Top home upgrades that pay off in the long run
Ok, you’re ready to invest back into your home. Just one question: where should you start with these updates? For many homeowners, this is the biggest roadblock when it comes to making value-adding improvements. The key to prioritizing updates and improvements, other than adding updates that you love, is knowing what will get you the best return in a resale, what investment will increase the value of your home, as well as what would make the next homeowner happy.
Invest in essential repairs first
A major repair project—such as a roof that needs to be replaced, a basement or slab leak, or a cracked sewer line—should always be dealt with first before moving on to non-essential upgrades and renovations. Not only could procrastinating on these urgent repairs end up being disastrous and add to the overall cost, but it could make selling your home that much more difficult. While addressing issues with the HVAC, roof, plumbing, or structure of your house may not be as exciting as designing a new kitchen, it’s worth it for your home’s long-term value.
What constitutes an “essential repair”? Generally speaking, you should prioritize fixing anything that could cause further damage to your home or harm its resale value. A leaking roof certainly qualifies. Left unrepaired, this could lead to water damage, structural harm, mold growth and increase the cost of the repair. Think in terms of a home inspection: if you were a home buyer looking to close on this home and your home inspector told you about this issue, would it make you think twice about moving forward? If so, you need to deal with the issue or issues—and fast.
Remodel your kitchen and primary bathroom
Once any essential projects have been completed, it’s time to renovate. For the best ROI, start with updates to the kitchen and master bathroom. Remodeling these two spaces with smart updates will add the most to your home’s resale value and overall appeal.
In the kitchen, make new countertops and cabinets your priority.
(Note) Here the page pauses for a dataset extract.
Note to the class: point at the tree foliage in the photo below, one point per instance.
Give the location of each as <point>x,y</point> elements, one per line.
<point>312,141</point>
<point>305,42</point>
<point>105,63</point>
These are not only the most visible parts of your remodeled kitchen, but they’re also what adds the most value. If you’re looking to add long-term value, invest in high-quality materials and installation. With the best upkeep and care, good quartz or granite countertops and new wood cabinets should look great for many years to come.
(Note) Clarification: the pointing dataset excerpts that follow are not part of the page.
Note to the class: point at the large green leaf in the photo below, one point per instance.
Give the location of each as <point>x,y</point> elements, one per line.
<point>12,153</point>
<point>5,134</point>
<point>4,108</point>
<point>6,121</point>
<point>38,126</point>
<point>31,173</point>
In the master bathroom, the key to maximizing your ROI and resale value is making aesthetically pleasing changes without major plumbing or electrical rework. In other words, try to work within your current bathroom layout and keep the shower, tub, toilet, vanities, and sinks where they currently are and add stone countertops and change out the cabinets. In the shower, work with an experienced plumber to install new faucets and fixtures. Then, add shower tile and replace the existing frosted glass with something more modern. Even something as simple as changing out the lighting in your master bathroom can improve the entire feel of the space.
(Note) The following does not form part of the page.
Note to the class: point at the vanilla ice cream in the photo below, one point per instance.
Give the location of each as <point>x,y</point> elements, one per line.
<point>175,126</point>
To get the most-possible long-term home value out of your kitchen and bathroom remodel, aim for simple design styles that make use of neutral colors. Not only does this appeal to the widest-possible range of prospective home buyers today, but it’s more likely to have lasting appeal into future years as tastes shift providing the best chance for a strong resale.
Make your home more energy-efficient
When most people think about “remodeling,” they tend to overlook energy-efficiency upgrades. Yet, these projects require a low upfront investment, are DIY-friendly, and can completely pay for themselves with enough time. Every home, no matter how old or new, is inefficient to some degree. In some properties, a majority of the cooling produced in the summer and the heating produced in the winter goes to waste. This energy is lost through the attic, exterior walls, windows, and doors. Stemming this energy loss could equate to lower utility bills in the months to come. Add that up over the course of several successive years, and you’re talking about big savings against the cost of these updates.
One of the most effective ways to improve your energy-efficiency is by installing additional attic insulation into your house. This slows and prevents heat transfer between the roof of your home and the inside, which leads to a more comfortable and efficient home in all seasons. Next, add caulking around your windows and weatherstripping around your doors to reduce drafts and airflow. If you have the money in your remodeling budget, get a few quotes for replacing older, single-pane windows with dual-pane windows. This can significantly boost your home’s energy-efficiency and, as a bonus, make it much more attractive to prospective buyers and help you sell your home.